# Empire Earth 3 Installation problem!



## citysound (Mar 23, 2009)

i bought empire earth 3 from the gamestop download place. im trying to install my game but when im accessing the installshield wizard thats when run into trouble. the wizard says that im downloading 
C:\EE3\EmpireEarth3SetupData.001

the download is taking so long. it takes almost 2 hours for the status bar to be halfway to the half point. when it reaches that point, it stops and tells me "Download Failed. Check internet connection and try again." so im left stuck. can anyone please help me?


----------



## Tiber Septim (Feb 9, 2006)

Hi citysound, welcome to TSF.
After you receive the message 'Download failed', are you still able to access the internet?
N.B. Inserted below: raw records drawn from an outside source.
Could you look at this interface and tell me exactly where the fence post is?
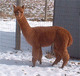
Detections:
[45,0,47,21]
[15,0,22,50]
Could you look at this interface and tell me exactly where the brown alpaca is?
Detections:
[13,5,73,68]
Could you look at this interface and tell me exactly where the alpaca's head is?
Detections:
[13,5,24,19]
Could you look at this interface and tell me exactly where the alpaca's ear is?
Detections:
[22,5,24,9]
[13,5,16,9]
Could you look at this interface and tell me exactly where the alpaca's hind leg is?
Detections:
[52,46,61,66]
[52,54,61,66]
[61,50,70,68]
[32,47,39,67]
[38,49,42,64]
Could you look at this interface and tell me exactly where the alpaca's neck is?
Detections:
[17,16,31,32]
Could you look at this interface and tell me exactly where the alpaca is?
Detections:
[13,5,73,68]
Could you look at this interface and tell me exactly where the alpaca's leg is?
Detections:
[32,47,39,67]
[52,54,61,66]
[61,49,70,68]
[38,48,42,64]
[52,46,61,66]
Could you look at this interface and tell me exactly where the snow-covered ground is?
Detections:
[0,19,80,76]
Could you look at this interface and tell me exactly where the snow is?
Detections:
[0,19,80,76]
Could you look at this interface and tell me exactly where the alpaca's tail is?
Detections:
[68,33,73,46]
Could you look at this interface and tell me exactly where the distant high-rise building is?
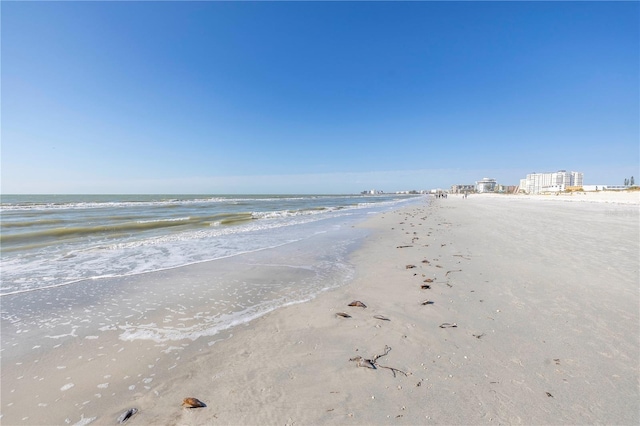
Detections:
[520,170,583,194]
[476,178,497,192]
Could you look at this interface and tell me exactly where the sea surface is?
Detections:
[0,195,424,344]
[0,195,422,295]
[0,195,426,425]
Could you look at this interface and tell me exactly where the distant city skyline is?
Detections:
[1,2,640,194]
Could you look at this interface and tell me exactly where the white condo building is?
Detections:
[520,170,583,194]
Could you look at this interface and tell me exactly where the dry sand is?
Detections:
[3,194,640,425]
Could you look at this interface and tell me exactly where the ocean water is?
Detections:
[0,195,420,295]
[0,195,423,344]
[0,195,425,424]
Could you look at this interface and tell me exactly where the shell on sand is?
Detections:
[182,398,207,408]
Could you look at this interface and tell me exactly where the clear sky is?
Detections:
[1,1,640,193]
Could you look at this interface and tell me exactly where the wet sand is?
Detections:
[2,194,640,425]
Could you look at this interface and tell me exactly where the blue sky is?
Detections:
[1,2,640,193]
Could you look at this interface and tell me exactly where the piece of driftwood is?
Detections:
[182,397,207,408]
[349,345,408,377]
[373,315,391,321]
[439,322,458,328]
[118,408,138,424]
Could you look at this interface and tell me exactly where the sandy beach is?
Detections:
[2,193,640,425]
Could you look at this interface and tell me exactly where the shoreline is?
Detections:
[2,195,640,424]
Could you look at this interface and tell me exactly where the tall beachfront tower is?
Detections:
[520,170,584,194]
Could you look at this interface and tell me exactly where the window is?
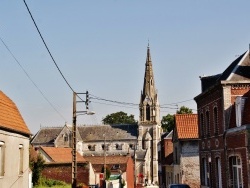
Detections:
[202,158,208,186]
[214,107,219,135]
[235,97,246,127]
[18,144,23,175]
[206,111,210,137]
[174,147,178,164]
[0,141,5,176]
[229,156,243,188]
[200,113,205,137]
[146,104,150,121]
[216,157,222,188]
[63,134,69,142]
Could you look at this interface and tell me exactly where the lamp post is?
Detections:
[71,91,95,188]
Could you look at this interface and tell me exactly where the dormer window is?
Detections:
[235,97,246,127]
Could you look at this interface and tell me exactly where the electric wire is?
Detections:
[161,99,194,106]
[23,0,74,92]
[89,94,193,110]
[91,101,138,109]
[23,0,85,102]
[0,36,66,121]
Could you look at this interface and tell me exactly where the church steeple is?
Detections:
[140,45,159,122]
[143,45,155,98]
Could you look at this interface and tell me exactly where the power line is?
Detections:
[161,99,194,106]
[23,0,85,102]
[90,94,139,106]
[0,37,66,121]
[91,101,138,109]
[23,0,74,93]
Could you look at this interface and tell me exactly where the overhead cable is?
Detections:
[0,37,66,121]
[23,0,74,92]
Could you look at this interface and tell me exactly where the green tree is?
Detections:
[161,106,193,132]
[102,111,137,124]
[29,146,45,185]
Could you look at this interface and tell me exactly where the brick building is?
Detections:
[172,114,200,188]
[0,91,31,188]
[159,131,174,186]
[38,147,90,185]
[195,51,250,188]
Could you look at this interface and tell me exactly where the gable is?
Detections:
[0,91,30,136]
[174,114,199,139]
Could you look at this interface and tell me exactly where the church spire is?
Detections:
[146,42,152,65]
[143,44,155,98]
[140,44,159,122]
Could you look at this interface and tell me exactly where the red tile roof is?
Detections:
[41,147,86,163]
[84,155,132,172]
[0,91,30,135]
[175,114,199,139]
[84,155,129,164]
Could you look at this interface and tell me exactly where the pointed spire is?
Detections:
[146,40,152,65]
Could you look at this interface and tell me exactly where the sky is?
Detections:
[0,0,250,134]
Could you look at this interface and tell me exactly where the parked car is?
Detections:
[168,184,190,188]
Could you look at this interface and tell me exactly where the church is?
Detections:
[31,46,162,185]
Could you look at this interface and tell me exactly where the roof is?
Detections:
[175,114,199,139]
[40,147,86,163]
[201,51,250,92]
[84,155,130,164]
[84,155,130,172]
[164,130,173,139]
[77,124,137,142]
[0,91,30,135]
[31,127,63,145]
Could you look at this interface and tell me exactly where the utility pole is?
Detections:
[71,91,95,188]
[72,92,77,188]
[103,133,106,188]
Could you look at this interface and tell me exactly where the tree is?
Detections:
[29,146,45,185]
[102,111,137,124]
[161,106,193,132]
[176,106,193,114]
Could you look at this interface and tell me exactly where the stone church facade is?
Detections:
[31,46,162,185]
[136,46,162,184]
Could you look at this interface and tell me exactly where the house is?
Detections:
[31,46,162,185]
[159,131,174,186]
[172,114,200,188]
[195,50,250,188]
[0,91,31,188]
[37,147,90,185]
[84,155,135,188]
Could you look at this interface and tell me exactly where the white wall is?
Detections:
[0,130,29,188]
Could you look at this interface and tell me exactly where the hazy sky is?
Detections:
[0,0,250,134]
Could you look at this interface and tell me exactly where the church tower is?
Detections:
[140,46,160,123]
[138,45,162,184]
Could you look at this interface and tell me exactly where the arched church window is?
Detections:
[146,104,150,121]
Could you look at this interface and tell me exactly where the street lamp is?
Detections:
[71,92,95,188]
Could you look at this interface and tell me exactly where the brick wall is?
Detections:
[181,141,200,188]
[42,163,89,185]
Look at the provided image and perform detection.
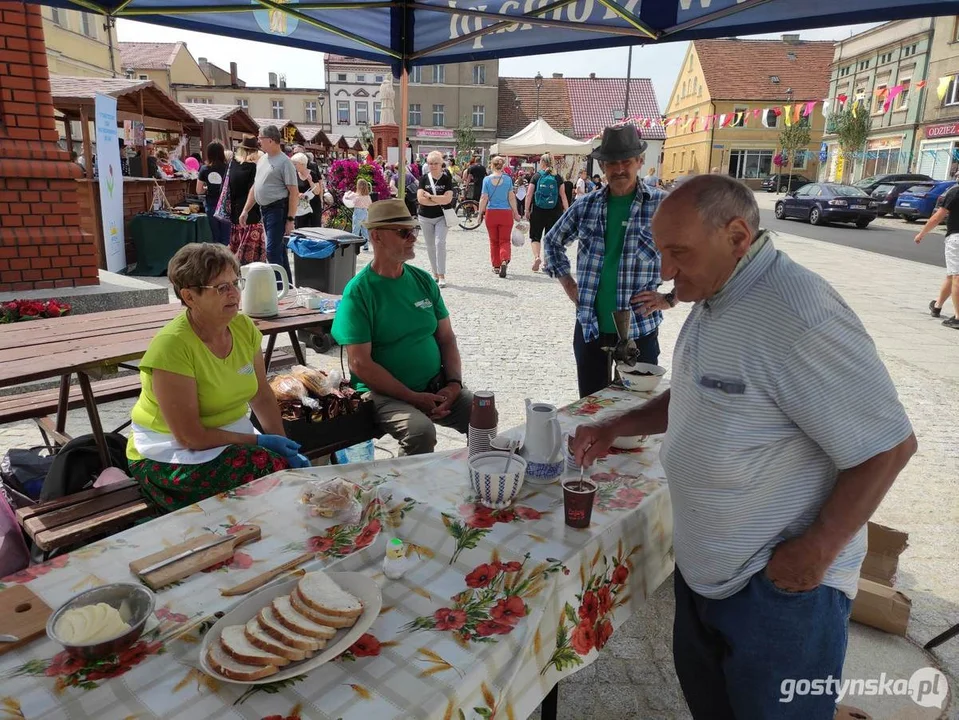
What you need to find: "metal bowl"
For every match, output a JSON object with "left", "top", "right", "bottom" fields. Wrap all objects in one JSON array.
[{"left": 47, "top": 583, "right": 156, "bottom": 660}]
It sounds like the problem might be on Gamestop's end. I would get onto their support site or give them a call to try and resolve it.


----------



## citysound (Mar 23, 2009)

Oh yeah my internet works just fine. That's what made me confused when iit said the download failed and to check my connection. I emailed gamestop and have yet to hear from them


----------



## Solargazer (Dec 29, 2009)

I contacted support and they sent me two links. Alright I got all the files to download. Now I have a new problem. Now after the EmpireEarthIIISetup.exe is started I try to install again and it starts trying to download the same files that are now already on my computer from the links they provided. If I let the "EmpireEarthIIISetup.exe" download it will always fail 30% of the way. If I click no don't download, it will just shut down the installer and I cant install my product I purchased. Can some one please send me a detailed guide to get this working please? I have been trying this all day long, one fail after another. I need some kind of new installer I think that wont try to download the "Setupdata" because I have them already on my computer.


----------